At the moment, I can specify that a keyword or phrase either be included or excluded. A search of A -B, for example, includes all hits of "A" that don't also include "B." So "A" gets found, but "B" doesn't. So far, so good.

But most web pages are not so simple - they have multiple occurrences of keywords, especially when I'm looking at the most relevant results. So "A, and also A and B" may be relevant to what I'm looking for, but that pesky B keeps the result off my list.
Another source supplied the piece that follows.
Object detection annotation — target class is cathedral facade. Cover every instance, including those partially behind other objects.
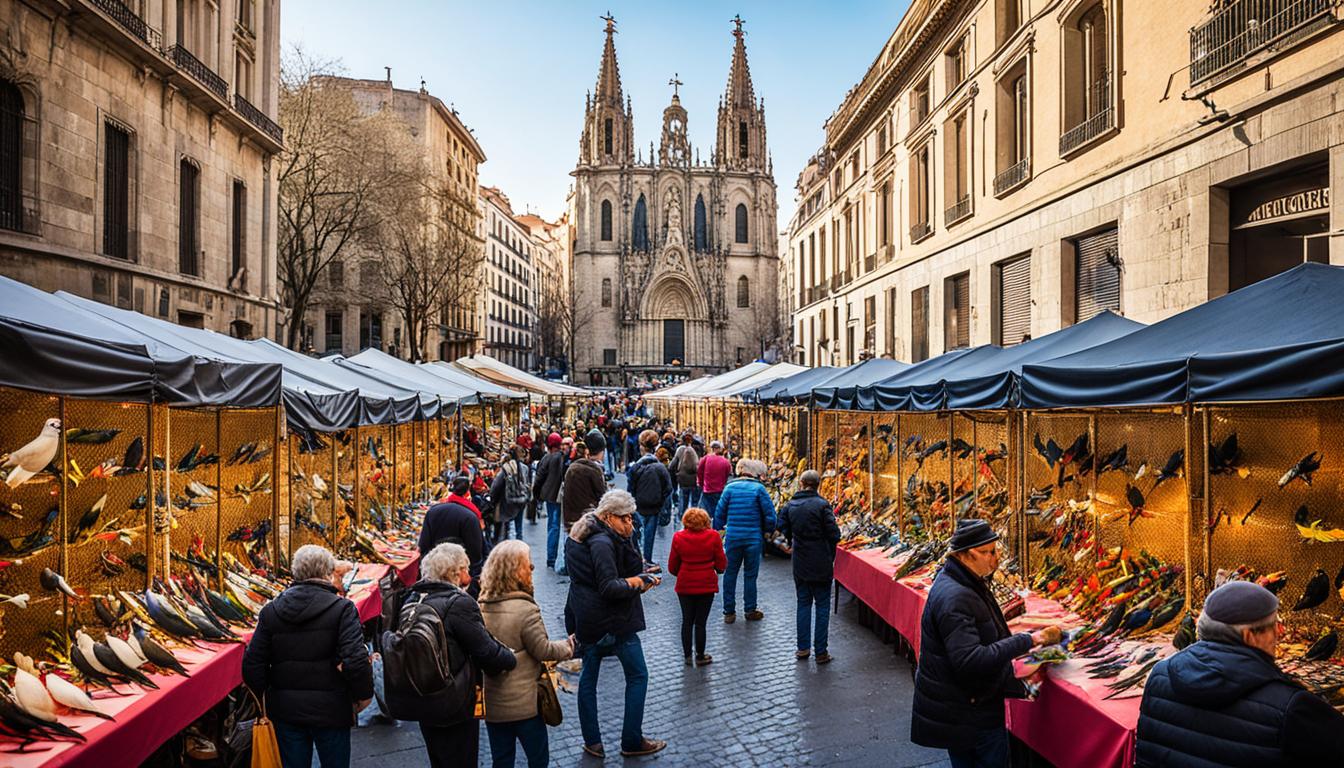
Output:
[571,17,778,386]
A more concrete example: I was looking up uses of the word "patriarchy" on blogs I comment on. There's a quite popular (if quite controversial) feminist blog known as "I Blame the Patriarchy" that's on quite a few blogrolls. If I simply search for jfpbookworm patriarchy, I'm going to get a hit on every single page on Feministing that contains my username, regardless of whether "patriarchy" was included. On the other hand, if I search for jfpbookworm patriarchy -"i blame the patriarchy", I'm going to miss all the results on any site that includes the blogroll on article pages, not to mention any article where IBTP was named.
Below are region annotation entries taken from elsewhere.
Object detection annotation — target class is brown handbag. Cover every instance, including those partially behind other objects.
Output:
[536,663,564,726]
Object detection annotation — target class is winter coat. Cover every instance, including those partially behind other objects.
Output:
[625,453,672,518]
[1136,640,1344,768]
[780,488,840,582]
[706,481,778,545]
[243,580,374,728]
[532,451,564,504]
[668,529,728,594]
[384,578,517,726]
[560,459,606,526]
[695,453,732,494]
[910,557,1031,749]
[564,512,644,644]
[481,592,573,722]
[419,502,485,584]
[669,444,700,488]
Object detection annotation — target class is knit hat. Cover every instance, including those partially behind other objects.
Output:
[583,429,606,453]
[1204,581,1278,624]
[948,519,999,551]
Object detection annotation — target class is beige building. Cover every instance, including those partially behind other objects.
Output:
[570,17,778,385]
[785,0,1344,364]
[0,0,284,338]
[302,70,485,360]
What I want to look for is all pages that contain the terms "jfpbookworm" and "patriarchy", except that I want to ignore instances of "patriarchy" where it occurs only as part of the phrase "I Blame the Patriarchy." I don't think this is possible by stringing together OR, AND and NOT operators, because there's no way to limit the scope to less than the entire page. What's needed, I think, is an IGNORE operator (I'd propose using "!" as the shorthand, because as far as I'm aware the symbol isn't used and it already has a negation connotation), which says "this phrase is not what I'm searching for, but it's not so obviously wrong that its presence connotes irrelevance." Its use would look something like jfpbookworm patriarchy !"i blame the patriarchy", which would take all the hits for "jfpbookworm patriarchy", "de-highlight" instances of "i blame the patriarchy," and then check again to see if all the keywords are highlighted. (There may be a more efficient way to do this; that's left as an exercise for the reader.)

So what do y'all think? Good idea? Idiosyncratic grumble? Just plain incomprehensible?

3 comments:

Aerik said...

Or you could remove the domain entirely

+jfpbookworm +patriarchy -site:iblamethepatriarchy.com

You know you can do that, right?

Aerik said...

Oh, or you can us the link: operator to slim it down even more

+jfpbookrom intext:patriarchy -link:iblamethepatriarchy.com -site:iblamethepatriarchy.com

jfpbookworm said...

You can do that, but that's not quite the result I'm looking for.

For one thing, it's not just IBTP I'm trying to remove (I don't actually comment there, so it's pretty moot; it's more about places like Feministing that include a link to IBTP on every page). Now I could go through and remove specific sites one by one as they occur, but that's time-consuming, even more so than just skipping past the results.

Second, I *don't* want to remove every result from a site. If I comment using the word "patriarchy" over at Feministing, that should register while a page that simply contains the word as part of the blogroll shouldn't.